Question & Answer With Chana Jenny Weisberg - 10 Easy Tips For An Unforgettable Kid-Friendly Seder
A Simple Jew asks:
What recommendations do you have to keep everyone, especially small children, engaged and happy at the seder?
Chana Jenny Weisberg answers:
As the parents of small children, today making the seder fun and exciting and accessible to our children is our #1 mitzvah and priority on Seder night.
If you are the parent of small and school-age children, here are some ideas on how to make the Seder fun and memorable for your kids:
(1) Broadway in your Living Room - In our home, my husband and children prepare short, funny plays that they intersperse throughout the Seder. Every year the seder begins, for example, with my husband and children walking in our front door carrying suitcases, and calling out, “I’m wiped out! It’s been a long journey from Egypt!”
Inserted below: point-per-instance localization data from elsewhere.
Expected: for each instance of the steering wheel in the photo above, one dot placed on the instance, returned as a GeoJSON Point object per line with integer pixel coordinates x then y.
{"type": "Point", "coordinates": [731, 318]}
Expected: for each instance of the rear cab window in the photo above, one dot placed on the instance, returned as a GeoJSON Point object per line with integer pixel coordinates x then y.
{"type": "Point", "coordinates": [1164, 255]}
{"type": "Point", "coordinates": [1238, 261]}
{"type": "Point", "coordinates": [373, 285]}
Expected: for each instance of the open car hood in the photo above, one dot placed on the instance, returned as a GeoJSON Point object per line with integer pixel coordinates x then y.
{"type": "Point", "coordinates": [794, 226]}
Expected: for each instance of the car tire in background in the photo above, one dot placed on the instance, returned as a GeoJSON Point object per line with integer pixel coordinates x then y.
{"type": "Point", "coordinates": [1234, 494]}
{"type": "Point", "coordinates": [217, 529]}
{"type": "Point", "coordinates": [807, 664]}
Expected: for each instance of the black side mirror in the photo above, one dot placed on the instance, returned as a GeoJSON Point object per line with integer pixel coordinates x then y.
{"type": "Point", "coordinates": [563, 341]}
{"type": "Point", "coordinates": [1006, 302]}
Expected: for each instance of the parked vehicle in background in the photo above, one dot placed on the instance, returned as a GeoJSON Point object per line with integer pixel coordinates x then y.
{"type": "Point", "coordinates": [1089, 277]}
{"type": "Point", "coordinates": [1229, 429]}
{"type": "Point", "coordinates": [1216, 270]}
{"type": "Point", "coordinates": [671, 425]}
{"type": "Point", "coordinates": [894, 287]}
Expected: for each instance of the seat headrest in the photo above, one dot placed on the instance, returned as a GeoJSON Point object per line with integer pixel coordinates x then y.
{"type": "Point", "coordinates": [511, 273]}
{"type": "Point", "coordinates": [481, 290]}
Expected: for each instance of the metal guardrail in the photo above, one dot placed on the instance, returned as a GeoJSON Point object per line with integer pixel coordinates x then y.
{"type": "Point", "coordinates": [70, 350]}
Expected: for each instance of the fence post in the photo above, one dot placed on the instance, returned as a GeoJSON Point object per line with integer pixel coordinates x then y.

These plays are one of the main highlights of seder night for my children. Now that my children are a bit older, they spend weeks and weeks preparing plays on their own before Passover night.
(2) 4 Questions in the Spotlight - Young children in Jewish schools have been practicing Mah Nishtana for weeks and maybe even months with their teachers. This is their long-awaited moment of stardom. Take time to stand all the kids up on chairs, and let each of your smallest children sing the 4 Questions on his or her own.
(3) 10 Plagues Props - When my husband announce the 10 plagues, my kids run into the living room demonstrating the plagues: wearing sunglasses during the Plague of Darkness, covered with red stickers during the Plague of Boils, and throwing ping-pong balls in all directions during the Plague of Hail. They look forward to this all year.
(4) Candy for Questions - Seder night is not a time to worry about your kids’ teeth. In our home, every child who asks or answers a question at the Seder receives a toffee. This encourages the kids to not be shy, and to get the questions rolling. It is also a good idea for parents to prepare age-appropriate questions for each child.
Here are some more amazing ideas for kid-friendly seders from Rabbi Da’vid and Rebbetzin Reva Sperling. (You can see a 6-minute class by Rabbi Sperling on this topic here.)
(5) Walk like an Egyptian - During each of the plagues, one person at the table pretends that he or she is an Egyptian suffering during a given plague: scratching his head during the Plague of Lice, or terrified at the sight of her water during the Plague of Blood.
(6) Don’t Drag it Out - Longer, adult-oriented discussions on the Haggadah and Passover are reserved for when the meal is served and the children are searching for the Afikomen. This means that the pace of the Seder is relatively quick, so young children do not become bored.
(7) Dayenu Thank You - After the song Dayenu every person at the table recalls something good that happened to them that year for which he or she wants to thank G-d. An engagement, a new puppy, a cure from illness.
(8) Preparing the Haggadah - During the weeks before Passover, the parents assign each child a part of the Haggadah to prepare. For younger children, this means that they learn how to read a paragraph or, for the very young, even a line of the Haggadah. For older children, this means that they prepare a small talk (Dvar Torah) on an assigned topic that they deliver at the meal.
(9) Crying Out - When the Haggadah says that the Israelites “Cried Out” every person at the table cries out in his or her own way. One yells “Oy! I can’t stand it any more!”, one cries “Mommy!”, one pleads, “Dear L-rd, take us to the Promised Land!”
(10) The Eternal Nation - When the Haggadah mentions all the enemies who rise up against us in every generation, every guest mentions an enemy of the Jewish People: the Roman Empire, the Spanish Inquisitors, the Crusaders, Nazi Germany, Soviet Russia. Then the leader of the seder says, “And where are all those mighty empires today? They are all gone! And where are we? The Jewish people has always outlived all of its enemies!”
Some last practical suggestions for the day before the Seder.
- Naps are a must for all children during the day before the Seder so children will be able to stay up late.
- Have a stock of boiled eggs, potatoes, and chicken soup for the day before the Seder (or whatever your kids like to eat) so kids won’t come to the Seder starving.
- Have a babysitter take young children to the park or zoo on the day of the Seder so you can prepare in peace and so children won’t have to associate Passover with the stress of last-minute Passover preparations.
To this day, I still remember my family seders as one of the highlights of my childhood, and I pray that my own children’s happy memories of Seder night will accompany them for the rest of their lives. Even if you can only integrate 2 or 3 of the ideas I’ve suggested here into your own seder, that will still go a long way to making Seder night what it is supposed to be: a unique opportunity for our children to experience how holy and sweet it is to be a Jew.